Emma Tennant (1937-2017): Latter-day BYP

Novelist Emma Tennant has died at the age of 79. She was a prolific writer, leaving an oeuvre of over 45 books. She was also founder and editor of a 1970s literary magazine known as Bananas. Although she wrote in a satirical style, she is unlikely to be compared to Waugh or others of similar stature. Here’s The Times’ description of her writing from her obituary:

…critics were wary of her idiosyncratic style, but beguiled by her quirkiness. “Too wild to be fully effective, but fun all the same,” wrote one …Tennant’s oeuvre also included challengingly postmodern, feminist takes on 19th-century classics; memoirs of her aristocratic family and of her bohemian life (sometimes deliberately mixing fiction with fact); extravagantly fanciful tales based around members of the royal family; and children’s books…Her style was characterised by shifting perspectives and convolutions so extreme that a sentence might contain 150 words, four dashes, four parentheses, two colons and two semi-colons. Although commending The Bad Sister for its “consistently striking” writing and images, The Times stated that “vampirism, previous existences, departures from the body . . . play such a confusing part in the story that its fictional grip on the imagination is intermittently lost”. Tennant was elected a fellow of the Royal Society of Literature, yet her subversive sequels to Austen and BrontĂ« classics were often critically panned.

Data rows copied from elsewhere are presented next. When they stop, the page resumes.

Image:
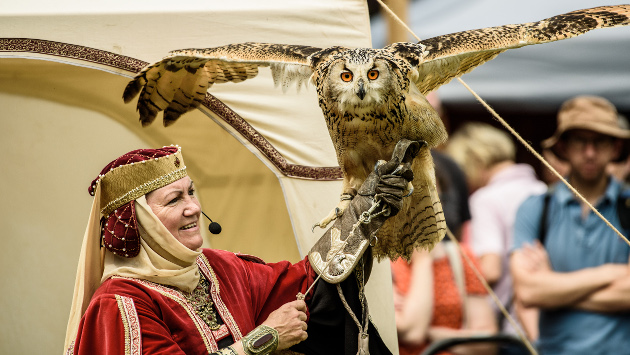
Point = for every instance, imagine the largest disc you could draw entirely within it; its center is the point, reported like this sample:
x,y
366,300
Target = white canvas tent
x,y
262,160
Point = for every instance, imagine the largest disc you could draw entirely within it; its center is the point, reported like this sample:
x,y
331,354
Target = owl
x,y
370,99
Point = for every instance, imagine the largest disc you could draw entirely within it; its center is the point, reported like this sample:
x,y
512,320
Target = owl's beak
x,y
361,92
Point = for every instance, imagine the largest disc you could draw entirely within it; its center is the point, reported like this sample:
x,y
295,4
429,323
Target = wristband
x,y
226,351
260,341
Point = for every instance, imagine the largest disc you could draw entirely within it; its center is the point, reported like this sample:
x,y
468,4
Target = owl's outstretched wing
x,y
178,83
443,58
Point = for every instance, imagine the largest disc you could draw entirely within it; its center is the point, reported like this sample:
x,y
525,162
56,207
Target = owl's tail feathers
x,y
420,223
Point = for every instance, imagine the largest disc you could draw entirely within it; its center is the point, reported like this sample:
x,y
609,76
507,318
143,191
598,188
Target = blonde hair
x,y
478,146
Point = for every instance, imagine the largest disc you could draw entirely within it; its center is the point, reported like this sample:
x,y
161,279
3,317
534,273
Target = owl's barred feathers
x,y
380,101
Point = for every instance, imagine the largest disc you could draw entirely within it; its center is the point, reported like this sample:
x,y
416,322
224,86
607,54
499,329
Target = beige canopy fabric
x,y
262,161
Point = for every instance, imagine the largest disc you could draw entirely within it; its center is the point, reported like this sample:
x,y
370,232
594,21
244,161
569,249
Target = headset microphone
x,y
214,227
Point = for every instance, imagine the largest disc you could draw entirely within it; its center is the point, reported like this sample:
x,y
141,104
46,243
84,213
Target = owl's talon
x,y
410,188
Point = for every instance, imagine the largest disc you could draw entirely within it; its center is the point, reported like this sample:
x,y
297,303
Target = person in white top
x,y
500,185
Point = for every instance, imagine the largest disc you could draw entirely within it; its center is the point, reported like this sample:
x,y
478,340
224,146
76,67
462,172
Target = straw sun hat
x,y
590,113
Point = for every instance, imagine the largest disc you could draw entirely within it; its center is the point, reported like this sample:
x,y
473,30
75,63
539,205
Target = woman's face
x,y
178,209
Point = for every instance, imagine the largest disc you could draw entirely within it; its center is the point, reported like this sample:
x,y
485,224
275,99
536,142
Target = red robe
x,y
131,316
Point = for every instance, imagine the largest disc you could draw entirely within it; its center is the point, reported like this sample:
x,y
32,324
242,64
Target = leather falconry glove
x,y
340,249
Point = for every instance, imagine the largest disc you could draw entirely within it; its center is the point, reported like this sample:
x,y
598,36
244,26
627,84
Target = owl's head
x,y
361,78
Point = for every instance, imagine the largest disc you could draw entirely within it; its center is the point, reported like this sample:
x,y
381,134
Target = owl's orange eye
x,y
373,74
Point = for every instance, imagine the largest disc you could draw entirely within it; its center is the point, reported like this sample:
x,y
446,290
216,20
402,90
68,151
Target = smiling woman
x,y
152,288
178,209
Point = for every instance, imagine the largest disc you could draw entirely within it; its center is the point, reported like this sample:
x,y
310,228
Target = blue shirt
x,y
574,243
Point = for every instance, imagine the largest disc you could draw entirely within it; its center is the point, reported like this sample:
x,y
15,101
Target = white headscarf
x,y
162,259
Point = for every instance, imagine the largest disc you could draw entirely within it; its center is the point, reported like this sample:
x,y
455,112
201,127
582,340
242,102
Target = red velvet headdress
x,y
125,179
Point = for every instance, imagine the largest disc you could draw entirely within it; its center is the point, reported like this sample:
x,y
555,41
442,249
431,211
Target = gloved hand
x,y
339,250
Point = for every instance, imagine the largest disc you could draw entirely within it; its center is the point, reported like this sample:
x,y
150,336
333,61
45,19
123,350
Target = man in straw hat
x,y
145,286
565,259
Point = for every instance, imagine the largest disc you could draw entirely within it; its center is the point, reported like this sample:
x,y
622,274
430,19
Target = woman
x,y
437,296
152,290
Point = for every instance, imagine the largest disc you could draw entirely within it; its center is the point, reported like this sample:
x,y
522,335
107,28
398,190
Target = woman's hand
x,y
290,322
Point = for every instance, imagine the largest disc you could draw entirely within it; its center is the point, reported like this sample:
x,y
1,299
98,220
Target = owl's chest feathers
x,y
382,122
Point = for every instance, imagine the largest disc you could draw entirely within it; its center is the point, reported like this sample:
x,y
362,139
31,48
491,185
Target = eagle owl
x,y
370,98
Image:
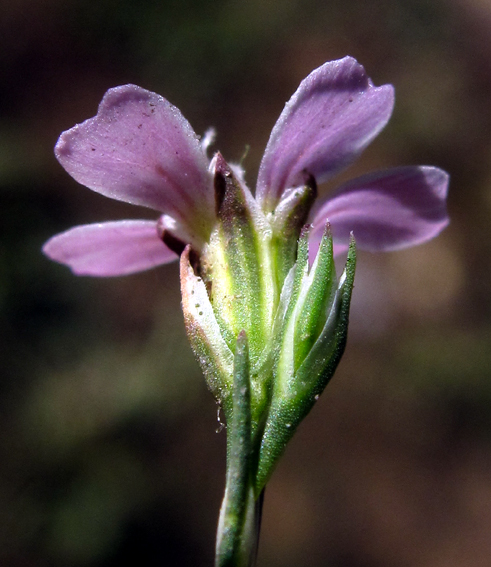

Her life, on the other hand, sounds like something out of  a Waugh novel. She was the daughter of the 2nd Baron Glenconner whose brother Stephen Tennant was her uncle. Stephen was certainly among the brightest of the BYPs, at least for a brief time. Commentators credit him with having contributed to Waugh’s characters Sebastian Flyte and Miles Malpractice as well as Cedric Hampton in Nancy Mitford’s Love in a Cold Climate. He was also the direct model for V S Naipaul’s landlord in The Enigma of Arrival. Emma’s own life in the 1960s and 1970s sounds like Vile Bodies updated. According to the Daily Telegraph, she was not a major beneficiary of the once large family fortune and had to work for a living while watching it become much smaller in the hands of her half-brother Colin, the 3rd Baron.  Emma was married several times. One of her husbands, Alexander Cockburn, was the son of Claud Cockburn, Evelyn Waugh’s cousin, so the families are distantly related by marriage. Another, Sebastian Yorke, was the son of novelist Henry Green, Waugh’s friend from Oxford. On the whole, well-connected both intellectually and socially, she made the best of her connections and her talent to promote her career and may well be remembered as much for her life as for her works.